The second question of the noble Lord, Lord Moynihan, began by being about Article 4, but it was also about the process which I have now described. I forget the exact words he used, but he described it with an embarrassing multitude of different descriptions. If he will look back at the record, I believe that he will find that we have never done anything other than set out the situation as far as we know it and as far as we understand it. There are gaps in our knowledge. Those are gaps which took place in a period when we were not involved. The noble Lord asked me what is meant by a difference of historic interpretation; what I mean is that what came out in the text of the debate was different from what we understood would go into the text of the debate. It is as simple as that.
The noble Lord asked me again about the Dutch presidency letter of 16th July. I can only repeat what is commonplace and, indeed, normal in diplomacy. Letters of this kind between sovereign states are not part of political debate and we do not release such letters for political debate. I did not, as the noble Lord, Lord Moynihan, appears to think I did, accuse the Dutch presidency of cheating. I must repeat that I do not impute motives to other member states. I simply describe the discrepancies which took place.
In all of this I do not doubt the sincerity and seriousness of the noble Lord, Lord Moynihan, on these issues. But his concern is with a process of what happened in a very by short period of time and for which the remedy has been achieved by the addition of Declaration 45 at the end of the process.
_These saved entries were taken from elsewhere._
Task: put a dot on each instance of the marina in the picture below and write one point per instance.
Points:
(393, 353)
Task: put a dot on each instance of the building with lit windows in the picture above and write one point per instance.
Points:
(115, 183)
I suggest that we should now turn from the history of those few days to the wider issues which were properly raised by other noble Lords in debate.
Both in Committee and in debate today noble Lords have addressed the nature of the relationship between the UK and Gibraltar more generally. We work together on all issues which affect Gibraltar. We attach particular importance to ensuring that the Government of Gibraltar are consulted on and kept fully informed about all relevant developments. Gibraltar is consulted extensively, if I may say this to the noble Baroness, Lady Williams, on European Community legislation because we have made great efforts to make that so. We have very close links with both policy makers and legal draftsmen in Gibraltar responsible for European Community legislation. Mr Caruana was in Brussels only a few days ago for talks with the Commission and the UK representation. He also led discussions on EU matters in London immediately afterwards. A Foreign and Commonwealth Office official dealing with EU matters was in Gibraltar in the past fortnight. We expect shortly to have another visit by Gibraltar officials dealing with EC matters. That is typical of what goes on under this Government. It is a process of careful consultation on EU issues which affect Gibraltar.